Microbiota/gut/neuron axis promotes Drosophila ageing via Acetobacter, Tachykinin, and TkR99D

Gut microbiota exert an evolutionarily conserved influence on ageing, from invertebrates to humans. How do microbes that are physically confined to the gut lumen affect the systemic physiological process of ageing? In female Drosophila , we show that microbiota increase expression of the peptide hormone Tachykinin (Tk) , which corresponds to reduced lifespan. Tk is required for microbiota to shorten lifespan, with knockdown rendering flies constitutively long-lived even in the presence of an intact microbiota. This lifespan extension does not come with canonical costs to fecundity or feeding, but impacts on triacylglyceride (TAG) storage suggest adaptive functions in metabolic homeostasis.
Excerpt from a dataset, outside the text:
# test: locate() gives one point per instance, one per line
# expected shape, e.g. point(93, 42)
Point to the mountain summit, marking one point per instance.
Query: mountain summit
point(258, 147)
In flies with defined (gnotobiotic) microbiotas, we show that we can model Tk -dependent effects of microbiota on lifespan and TAG by monoassociation with Acetobacter pomorum . These effects require Tk in the midgut, and the cognate TK receptor TkR99D in neurons, implicating a microbiota-gut-neuron relay. This relay also appears to compromise gut barrier function in aged flies, indicating roles in healthspan as well as lifespan. However, the effect of TkR99D is independent of its reported role in insulin signalling and adipokinetic hormone signalling which, respectively, are canonical regulators of lifespan and TAG metabolism, suggesting a non-canonical role for TkR99D elsewhere in the nervous system. Altogether our results implicate a microbiota-gut-neuron axis in ageing, via a specific bacterium modulating activity of a specific and evolutionarily-conserved hormone.